PRISON DE REGINA, 3 NOVEMBRE 1885

Monsieur François Xavier Lemieux,

Bien cher ami et dévoué défenseur,

En recevant votre lettre, je prends du papier pour vous répondre. Je vous remercie de toutes vos démarches, de tout ce que vous avez fait pour moi. Je remercie mes amis autant que je peux. Que Dieu leur rende à tous, à vous, à chacun de mes bons avocats, à votre famille, à chacun de vos petits enfants, le centuple de l'intérêt que vous me portez tous ensemble. Surtout, que dans l'autre monde votre récompense soit belle.
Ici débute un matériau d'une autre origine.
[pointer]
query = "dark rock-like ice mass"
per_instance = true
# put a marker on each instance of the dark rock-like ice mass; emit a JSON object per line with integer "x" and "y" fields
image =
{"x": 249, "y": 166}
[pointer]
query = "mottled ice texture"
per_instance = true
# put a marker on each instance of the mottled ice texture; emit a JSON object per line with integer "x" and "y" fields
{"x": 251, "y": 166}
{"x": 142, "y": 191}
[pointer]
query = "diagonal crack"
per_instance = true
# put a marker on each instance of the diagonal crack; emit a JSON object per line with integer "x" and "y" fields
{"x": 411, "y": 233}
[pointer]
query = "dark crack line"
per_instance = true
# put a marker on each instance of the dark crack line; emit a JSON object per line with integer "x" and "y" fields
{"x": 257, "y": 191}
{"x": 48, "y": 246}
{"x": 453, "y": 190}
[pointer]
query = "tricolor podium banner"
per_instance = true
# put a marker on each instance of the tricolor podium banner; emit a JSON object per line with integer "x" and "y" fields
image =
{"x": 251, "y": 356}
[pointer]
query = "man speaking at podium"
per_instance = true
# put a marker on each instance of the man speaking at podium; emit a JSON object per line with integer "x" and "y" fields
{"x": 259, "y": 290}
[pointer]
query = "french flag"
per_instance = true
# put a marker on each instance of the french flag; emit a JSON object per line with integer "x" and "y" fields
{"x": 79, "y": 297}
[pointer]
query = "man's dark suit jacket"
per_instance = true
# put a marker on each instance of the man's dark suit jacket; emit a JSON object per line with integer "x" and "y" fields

J'ai reçu de tristes nouvelles de ma famille. Le 21, ma chère femme a mis au jour un enfant qui n'a vécu que deux ou trois heures. Elle-même a été en danger, paraît-il, pendant quelques jours. Mais hier j'ai reçu une lettre du 28, même date que la vôtre. Et l'on m'apprend qu'elle est mieux; que mes chers petits enfants sont gais et joyeux. Ce qui me reconsole de la mort de mon tout petit (que je n'ai pu embrasser) c'est qu'il a eu le temps d'être ondoyé.

Cher monsieur et ami, les appels ne m'ont jamais inspiré grande confiance, parce qu'il eut fallu à l'Angleterre renverser tout son système d'administration de la justice, dans le Manitoba et surtout dans le Nord-Ouest. Entendre l'appel, c'eût été condamner ce qu'Ottawa a fait depuis quinze ans et condamner les approbations que l'Angleterre lui a données, en tout, dans le système judiciaire de ce territoire.

Le bon Père André vient me voir, assidûment. Hier, il est venu me dire la messe, j'ai eu le bonheur de communier. La communion me soutient.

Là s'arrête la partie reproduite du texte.